Cosatu and the ANC have been in a ping-pong match since 2007 about where the power should lie. The ANC claims power for itself because the ruling party has the direct support of voters, whereas Cosatu feels the alliance should be the centre where decisions get taken, ensuring leftist positions are implemented by the government.
“We think we’ll have to support Zuma but strengthen the institutions outside government to deal with the indecisive leadership we have been subjected to. Our support will, however, have conditions like clear time frames,” a unionist who attended the Cosatu meeting said.
“We want to introduce a debate about the alliance becoming the strategic centre. That way decisions get taken by all of us and we can help where he [Zuma] is indecisive,” the source said.

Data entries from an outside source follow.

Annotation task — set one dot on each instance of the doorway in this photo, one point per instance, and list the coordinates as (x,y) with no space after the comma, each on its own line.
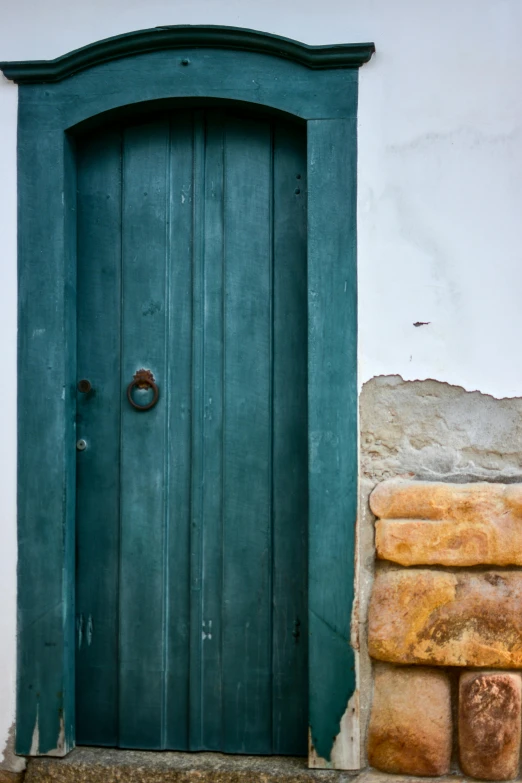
(192,476)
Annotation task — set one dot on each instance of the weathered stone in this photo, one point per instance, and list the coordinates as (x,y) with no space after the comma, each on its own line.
(6,776)
(489,724)
(430,523)
(432,430)
(410,725)
(447,619)
(108,765)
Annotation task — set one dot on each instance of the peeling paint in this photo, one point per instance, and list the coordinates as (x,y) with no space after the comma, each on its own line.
(35,742)
(10,761)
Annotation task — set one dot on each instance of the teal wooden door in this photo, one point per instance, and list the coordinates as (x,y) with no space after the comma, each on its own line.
(191,591)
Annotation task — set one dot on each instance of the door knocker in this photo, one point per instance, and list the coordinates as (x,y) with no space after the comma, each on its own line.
(143,379)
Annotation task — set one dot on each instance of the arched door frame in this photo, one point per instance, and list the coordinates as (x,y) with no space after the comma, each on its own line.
(317,84)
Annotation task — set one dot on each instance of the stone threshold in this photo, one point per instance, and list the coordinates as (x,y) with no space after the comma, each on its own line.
(109,765)
(102,765)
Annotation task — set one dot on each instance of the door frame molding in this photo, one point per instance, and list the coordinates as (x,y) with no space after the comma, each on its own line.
(315,83)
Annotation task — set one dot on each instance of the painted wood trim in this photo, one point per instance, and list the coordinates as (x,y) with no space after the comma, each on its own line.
(181,36)
(47,362)
(332,434)
(46,445)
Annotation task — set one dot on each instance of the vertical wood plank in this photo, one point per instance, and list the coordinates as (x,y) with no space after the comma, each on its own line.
(178,396)
(98,422)
(247,439)
(142,566)
(290,461)
(332,373)
(212,501)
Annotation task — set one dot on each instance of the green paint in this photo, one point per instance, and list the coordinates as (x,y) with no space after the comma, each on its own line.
(185,36)
(49,116)
(192,551)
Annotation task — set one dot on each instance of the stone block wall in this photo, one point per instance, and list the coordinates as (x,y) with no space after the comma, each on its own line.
(446,607)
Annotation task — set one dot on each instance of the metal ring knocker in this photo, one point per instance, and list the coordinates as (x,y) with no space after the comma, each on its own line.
(143,379)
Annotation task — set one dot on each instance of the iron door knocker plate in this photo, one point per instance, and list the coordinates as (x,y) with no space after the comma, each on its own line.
(143,379)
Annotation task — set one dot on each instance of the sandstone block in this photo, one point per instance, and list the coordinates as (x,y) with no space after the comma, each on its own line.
(489,724)
(459,619)
(410,724)
(431,523)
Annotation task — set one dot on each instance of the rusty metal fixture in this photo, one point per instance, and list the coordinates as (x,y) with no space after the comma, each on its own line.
(143,379)
(84,386)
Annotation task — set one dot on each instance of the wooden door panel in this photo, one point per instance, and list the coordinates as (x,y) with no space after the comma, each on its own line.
(208,496)
(98,421)
(246,613)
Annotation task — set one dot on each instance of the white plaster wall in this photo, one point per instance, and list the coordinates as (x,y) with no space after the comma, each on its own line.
(440,189)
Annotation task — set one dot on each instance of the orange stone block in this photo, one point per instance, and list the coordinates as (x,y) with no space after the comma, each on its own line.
(410,724)
(447,619)
(490,724)
(431,523)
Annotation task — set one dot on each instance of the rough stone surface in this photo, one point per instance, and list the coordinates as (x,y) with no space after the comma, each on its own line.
(102,765)
(10,761)
(429,431)
(447,619)
(432,430)
(11,777)
(410,726)
(489,724)
(432,523)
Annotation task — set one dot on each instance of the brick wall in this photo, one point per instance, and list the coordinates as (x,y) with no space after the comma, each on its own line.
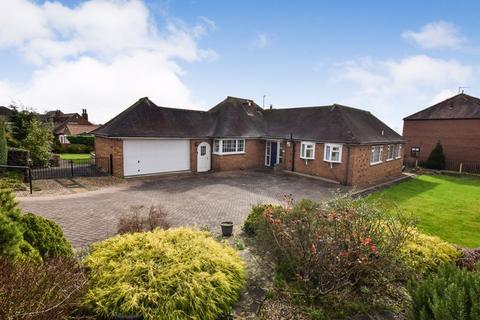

Another Western Cape delegate told the M&G that having the ANC at the centre of power served the interests of the bourgeoisie and neglected the working class.
Nzimande also argued strongly for Zuma to be retained. “Blade said [Zuma] is a product of us, all his ministers are products of Polokwane, so we would be betraying our own victories if we don’t support him again,” a delegate said.
But not all unions are convinced that supporting Zuma is the best way to go.
Delegates have outlined why certain unions feel Zuma has not served their interests:
- The Chemical, Energy, Paper, Printing, Wood and Allied Workers’ Union is “suffering” because of labour brokers;
- The South African National Defence Union is on the brink of being disbanded after the Constitutional Court found it to be “unconstitutional”; and
- The South Africa Commercial, Catering and Allied Workers’ Union is unhappy about Walmart’s unconditional entrance into the local market.
Meanwhile, the ANC in Gauteng said the reason it had also called for an open contest is that the party could not afford to be spectators while Cosatu, the SACP and the youth league were allowed to debate and decide who was fit for the ruling party’s leadership. ANC Gauteng spokesperson Nkenke Kekana said the ANC was in shock before the Polokwane conference. “We cannot survive another shock.”